Reactivation of hippocampal ensemble firing occurs preferentially during CA1 sharp wave-ripples (O’Neill et al., 2010), which are in turn temporally correlated with thalamocortical sleep spindles (Siapas and Wilson, 1998; Sirota et al., 2003; Mölle et al., 2006); spindles themselves are phase locked to slow-waves and also associated with ensemble reactivation (Johnson et al., 2010). These temporal interrelationships may orchestrate
the induction of synaptic plasticity during sleep by aligning replay of ensemble activity during ripples and spindles with periods of high cortical excitability during slow-wave “up states” (Diekelmann Etoposide clinical trial and Born, 2010).
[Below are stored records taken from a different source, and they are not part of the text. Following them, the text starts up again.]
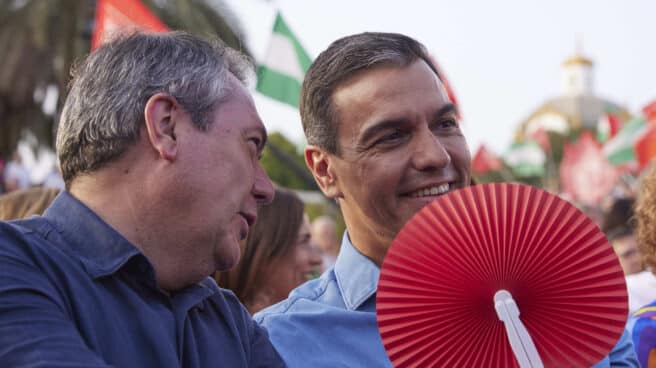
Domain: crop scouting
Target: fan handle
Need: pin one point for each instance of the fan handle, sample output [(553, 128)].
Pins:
[(520, 341)]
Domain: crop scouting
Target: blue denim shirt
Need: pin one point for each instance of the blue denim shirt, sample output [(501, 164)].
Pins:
[(331, 321), (74, 292)]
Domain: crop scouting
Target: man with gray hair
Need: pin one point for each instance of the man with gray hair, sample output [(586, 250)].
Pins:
[(159, 145)]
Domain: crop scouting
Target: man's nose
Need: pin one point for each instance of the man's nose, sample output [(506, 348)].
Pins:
[(262, 187)]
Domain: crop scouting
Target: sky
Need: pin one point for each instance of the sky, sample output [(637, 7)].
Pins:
[(503, 58)]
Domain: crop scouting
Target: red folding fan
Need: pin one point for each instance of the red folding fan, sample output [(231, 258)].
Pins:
[(559, 287)]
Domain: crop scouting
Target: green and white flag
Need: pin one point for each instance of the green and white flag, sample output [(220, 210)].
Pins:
[(525, 159), (621, 148), (281, 73)]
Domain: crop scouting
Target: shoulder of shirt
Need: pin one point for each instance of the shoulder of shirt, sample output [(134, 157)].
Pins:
[(26, 229), (310, 291)]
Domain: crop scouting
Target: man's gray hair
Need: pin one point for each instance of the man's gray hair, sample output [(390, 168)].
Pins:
[(104, 111)]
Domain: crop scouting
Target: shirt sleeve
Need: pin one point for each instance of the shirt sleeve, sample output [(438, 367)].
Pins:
[(622, 354), (35, 328), (263, 354)]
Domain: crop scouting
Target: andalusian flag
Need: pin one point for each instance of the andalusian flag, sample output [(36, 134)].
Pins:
[(525, 159), (620, 149), (281, 73)]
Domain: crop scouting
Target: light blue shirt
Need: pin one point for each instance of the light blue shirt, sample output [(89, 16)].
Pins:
[(331, 321)]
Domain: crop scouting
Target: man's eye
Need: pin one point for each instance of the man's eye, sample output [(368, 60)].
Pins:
[(447, 125)]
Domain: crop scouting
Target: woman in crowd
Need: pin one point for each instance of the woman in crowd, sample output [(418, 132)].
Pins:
[(276, 256), (644, 320)]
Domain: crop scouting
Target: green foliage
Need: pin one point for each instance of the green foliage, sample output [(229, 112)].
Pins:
[(285, 164)]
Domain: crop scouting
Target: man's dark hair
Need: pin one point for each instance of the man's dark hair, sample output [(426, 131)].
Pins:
[(342, 60)]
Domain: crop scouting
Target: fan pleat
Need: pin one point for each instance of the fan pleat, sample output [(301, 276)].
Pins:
[(435, 293)]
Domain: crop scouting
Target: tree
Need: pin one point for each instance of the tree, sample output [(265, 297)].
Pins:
[(285, 165), (41, 39)]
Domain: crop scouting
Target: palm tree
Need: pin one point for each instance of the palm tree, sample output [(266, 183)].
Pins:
[(41, 39)]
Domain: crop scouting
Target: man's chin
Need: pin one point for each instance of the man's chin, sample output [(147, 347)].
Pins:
[(226, 261)]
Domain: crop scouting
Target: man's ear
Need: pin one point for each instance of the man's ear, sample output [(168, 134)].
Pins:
[(322, 166), (160, 114)]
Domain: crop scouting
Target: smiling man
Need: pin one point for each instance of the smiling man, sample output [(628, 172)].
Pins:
[(384, 141), (159, 144)]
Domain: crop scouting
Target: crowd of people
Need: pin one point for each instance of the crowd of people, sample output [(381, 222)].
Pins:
[(170, 246)]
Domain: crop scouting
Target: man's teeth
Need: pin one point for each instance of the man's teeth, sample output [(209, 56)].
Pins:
[(431, 191)]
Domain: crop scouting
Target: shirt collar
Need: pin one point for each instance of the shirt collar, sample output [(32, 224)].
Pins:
[(357, 275), (100, 248)]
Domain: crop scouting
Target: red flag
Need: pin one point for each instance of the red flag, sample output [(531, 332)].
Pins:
[(585, 173), (123, 16), (645, 147), (650, 112), (485, 161)]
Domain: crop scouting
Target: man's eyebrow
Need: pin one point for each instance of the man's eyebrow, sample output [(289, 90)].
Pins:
[(448, 108), (373, 130)]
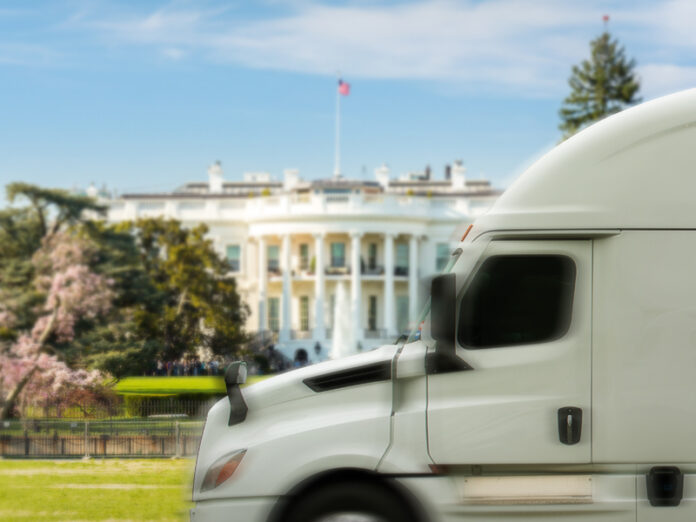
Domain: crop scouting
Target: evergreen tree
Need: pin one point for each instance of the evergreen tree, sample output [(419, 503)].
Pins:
[(603, 85)]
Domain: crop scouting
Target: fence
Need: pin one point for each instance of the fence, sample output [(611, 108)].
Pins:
[(120, 407), (113, 438)]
However, circuit mechanisms of ripple-spindle coordination and their dependence on global sleep architecture have not been directly demonstrated. Given the interdependencies between neural activity during sleep and waking behavior, it is clear that sleep disruption may cause and/or exacerbate cognitive symptoms in diseases including schizophrenia,
depression, Parkinson’s, Alzheimer’s, and Huntington’s disease (Wulff et al., 2010). In particular, schizophrenia-associated deficits in attention and memory processing may be Veliparib nmr attributed to aberrant sleep-related consolidation mechanisms (Manoach and Stickgold, 2009) and therefore be reflected by altered neural activity during sleep. Reductions in the number and power of slow-waves (Keshavan et al., 1998; Göder et al., 2006) and reductions in sleep spindle density (Ferrarelli et al., 2010; Manoach et al., 2010; Keshavan et al., 2011) correlate with either baseline cognitive deficits (Göder et al., 2006) or deficits in overnight memory
recall (Göder et al., 2008; Manoach et al., 2010; Wamsley et al., 2012) in schizophrenia. These sleep abnormalities therefore constitute important targets for novel therapeutic intervention. The MAM-E17 rat neurodevelopmental model of schizophrenia (Moore et al., 2006) employs administration of a mitotoxin MAM (methylazoxymethanol-acetate) to pregnant rats to induce a neurodevelopmental disruption, selectively targeting limbic-cortical circuits by timing embryonic day 17 MAM injections Oxalosuccinic acid to coincide with hippocampal and prefrontal cortical embryogenesis (Lodge and Grace, 2009). Although no single intervention can model all aspects of schizophrenia in a rodent, the MAM-E17 model is therefore particularly useful in studying limbic-cortical dysfunction in neurodevelopmental disorders. MAM-E17 exposed rats show cognitive changes reminiscent of those seen in schizophrenia, including impairments in spatial working memory (Gourevitch et al., 2004), attentional set-shifting (Featherstone et al., 2007), and reversal learning (Moore et al., 2006). MAM-E17 exposed rats also harbor glutamatergic dysfunction (Hradetzky et al.